5 steps to make WordPress easier for beginners

Time to read:

3–4 minutes

I’ve trained 5,000+ people to use WordPress.

From complete beginners to small business owners to creators just trying to get something live.

And I think one thing has changed:

WordPress has become more powerful, more flexible, more ambitious.
But also harder for beginners to navigate.

Here are 5 ways I think we could make it simpler again 👇

1. Make site editing vs content editing much clearer

One of the most useful things I used to teach was this:

Content lives in pages and posts
Design lives in the theme

Once that clicked, WordPress made sense.

Now that line is much blurrier.

Templates and pages can both be edited visually, which is powerful, but for beginners it creates confusion:

am I editing this one page?
the layout for all pages of this type?
or something site-wide like the header/footer?

That context needs to be much clearer.

Because beginners do better when they know exactly what will change before they click.

2. Accept that blocks are not the best UI for every task

I love blocks. In most places they work really well.

But not every task gets easier just because it’s turned into blocks.

Navigation menus are a good example.

The old system was fairly easy to explain.
The newer one is more powerful, but it also introduces more concepts and more steps.

For a beginner, that can turn a quick job into an unexpectedly hard one.

This is not really about blocks being good or bad.

It’s about choosing the right interface for the job.

Use blocks where they add value.
Use simpler purpose-built interfaces where they reduce friction.

3. Optimise for early success

Most beginners are trying to do a very small set of things first:

Set the structure

choose the homepage
set up the blog, if needed
decide what the main pages are

Customise the design

change the overall look
tweak fonts and styles
adjust layouts

That’s basically it.

They are not arriving thinking:

“How does the Front Page template override the posts index?”

They are thinking:

Where do I set my homepage?
How do I turn the blog on or off?
How do I make this look right?

Those first steps should take five minutes max.

Instead, beginners run into wording like this:

“Displays the latest posts as either the site homepage or as the ‘Posts page’ as defined under reading settings. If it exists, the Front Page template overrides this template when posts are shown on the homepage.”

That may be technically accurate.

But it is absolutely not beginner language.

Early success creates momentum.
Momentum is what turns beginners into confident users.

4. Use language that matches how beginners think

WordPress has developed a very internal vocabulary.

Terms like:

Patterns
Template parts
Styles
Site editor

They may all be accurate, but they are not always intuitive to someone new.

Beginners tend to think in simpler language:

Layouts
Header and footer
Design
Pages

Even small naming mismatches create hesitation.

If one part of WordPress says Edit site and another says Editor, that tiny bit of uncertainty slows people down.

Language is not a cosmetic issue.

It shapes whether people feel confident or lost.

5. Bring help into the dashboard

Beginners do not usually start with documentation.

They start by trying to do something.

Then they get stuck.

That’s the moment where help matters most.

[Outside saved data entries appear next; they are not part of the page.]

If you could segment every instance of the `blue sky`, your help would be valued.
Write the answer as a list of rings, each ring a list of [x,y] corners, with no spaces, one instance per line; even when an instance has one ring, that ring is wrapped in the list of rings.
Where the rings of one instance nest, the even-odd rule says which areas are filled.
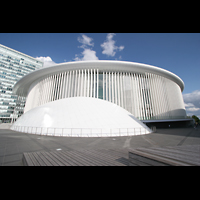
[[[0,33],[0,44],[45,66],[98,59],[164,68],[184,81],[187,114],[200,117],[200,33]]]

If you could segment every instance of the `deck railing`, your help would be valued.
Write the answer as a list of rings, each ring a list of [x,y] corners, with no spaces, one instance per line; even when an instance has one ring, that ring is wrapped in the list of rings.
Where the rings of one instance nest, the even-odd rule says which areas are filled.
[[[52,128],[52,127],[28,127],[12,126],[12,130],[47,136],[66,136],[66,137],[113,137],[113,136],[132,136],[150,133],[149,130],[138,128]]]

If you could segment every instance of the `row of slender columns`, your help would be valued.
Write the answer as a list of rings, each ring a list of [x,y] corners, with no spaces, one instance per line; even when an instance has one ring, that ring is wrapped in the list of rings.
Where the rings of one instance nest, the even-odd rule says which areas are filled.
[[[63,98],[92,97],[115,103],[141,120],[170,118],[173,102],[169,99],[171,89],[168,85],[174,88],[176,84],[150,73],[98,69],[65,71],[33,84],[25,110]]]

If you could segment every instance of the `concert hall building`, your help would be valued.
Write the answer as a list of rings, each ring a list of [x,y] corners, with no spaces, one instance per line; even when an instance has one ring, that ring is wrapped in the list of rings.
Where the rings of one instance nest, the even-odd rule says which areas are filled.
[[[15,84],[13,92],[27,98],[24,115],[12,129],[89,137],[150,133],[142,122],[186,120],[183,89],[177,75],[147,64],[61,63],[33,71]]]

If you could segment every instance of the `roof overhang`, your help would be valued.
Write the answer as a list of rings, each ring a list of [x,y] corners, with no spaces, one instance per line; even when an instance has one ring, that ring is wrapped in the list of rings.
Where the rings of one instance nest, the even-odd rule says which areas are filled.
[[[174,73],[152,65],[114,60],[76,61],[57,64],[51,67],[35,70],[21,78],[14,86],[13,92],[17,95],[27,96],[28,90],[33,82],[47,75],[57,74],[70,70],[99,69],[100,71],[153,73],[168,78],[179,85],[181,91],[184,82]]]

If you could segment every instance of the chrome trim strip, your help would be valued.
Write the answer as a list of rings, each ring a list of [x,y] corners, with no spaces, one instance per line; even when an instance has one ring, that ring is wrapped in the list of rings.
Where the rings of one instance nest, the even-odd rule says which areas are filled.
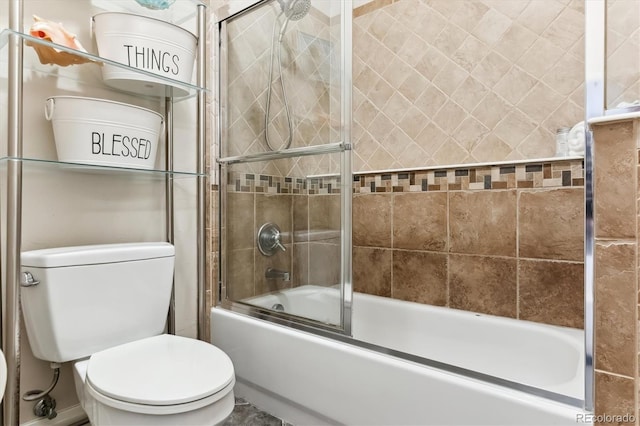
[[[484,373],[479,373],[477,371],[474,370],[469,370],[463,367],[458,367],[455,365],[451,365],[451,364],[447,364],[444,362],[440,362],[440,361],[435,361],[429,358],[424,358],[418,355],[412,355],[412,354],[408,354],[406,352],[402,352],[402,351],[396,351],[394,349],[390,349],[384,346],[378,346],[376,344],[373,343],[369,343],[369,342],[365,342],[362,340],[357,340],[351,336],[347,336],[344,335],[342,333],[340,333],[339,331],[331,331],[328,329],[321,329],[319,327],[310,327],[310,326],[305,326],[304,324],[298,322],[298,321],[288,321],[286,319],[283,318],[277,318],[274,314],[274,312],[269,311],[269,310],[261,310],[259,308],[255,308],[253,306],[249,306],[249,305],[243,305],[243,306],[239,306],[237,303],[231,303],[231,304],[227,304],[227,306],[222,306],[221,308],[214,308],[214,309],[227,309],[230,310],[231,312],[233,312],[236,315],[245,315],[248,316],[250,318],[252,318],[255,321],[260,321],[260,320],[264,320],[267,321],[269,323],[272,324],[276,324],[276,325],[280,325],[280,326],[285,326],[285,327],[289,327],[289,328],[294,328],[298,331],[301,332],[306,332],[312,335],[316,335],[316,336],[320,336],[320,337],[325,337],[325,338],[329,338],[332,340],[337,340],[340,341],[342,343],[346,343],[349,345],[353,345],[359,348],[363,348],[363,349],[368,349],[368,350],[372,350],[378,353],[382,353],[385,355],[390,355],[393,356],[395,358],[399,358],[405,361],[410,361],[410,362],[415,362],[416,364],[420,364],[426,367],[432,367],[432,368],[436,368],[438,370],[442,370],[442,371],[446,371],[448,373],[453,373],[453,374],[457,374],[459,376],[462,377],[466,377],[466,378],[470,378],[470,379],[476,379],[476,380],[481,380],[483,382],[489,383],[489,384],[493,384],[493,385],[498,385],[498,386],[502,386],[508,389],[512,389],[512,390],[516,390],[516,391],[521,391],[521,392],[525,392],[527,394],[530,395],[535,395],[541,398],[545,398],[554,402],[559,402],[562,404],[567,404],[570,405],[572,407],[576,407],[576,408],[582,408],[584,401],[577,399],[577,398],[573,398],[567,395],[563,395],[563,394],[559,394],[556,392],[551,392],[545,389],[540,389],[540,388],[536,388],[534,386],[529,386],[529,385],[524,385],[522,383],[518,383],[518,382],[514,382],[511,380],[507,380],[507,379],[502,379],[500,377],[496,377],[496,376],[491,376],[489,374],[484,374]],[[263,313],[266,312],[268,313],[268,315],[264,315]]]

I’d love to see much more support directly inside WordPress itself:

short video walkthroughs
step-by-step interactive guides
contextual tips tied to the task they’re doing

Not help hidden somewhere else.

Help, in the moment, in the product.

That could make a huge difference in the first hour.

Final thought

This is not really a criticism. More an observation from teaching.

Over time, I think we’ve added complexity to WordPress.

Some of that came from useful progress.
Some from greater flexibility and power.

But taken together, there’s now a gap between what beginners expect WordPress to help them do, and what WordPress actually presents when they arrive.

And the people I’ve taught over the years are busy running their lives, building their businesses, and trying to feed their families.

Our job is to help them do that as simply as possible.


Comments

One response to “5 steps to make WordPress easier for beginners”

  1. ❤ Every.Single.Word. of this post. Thank you for sharing your thoughts.

    WP became complex even before the block era and the divide between developers and non-technical users just keeps growing wider.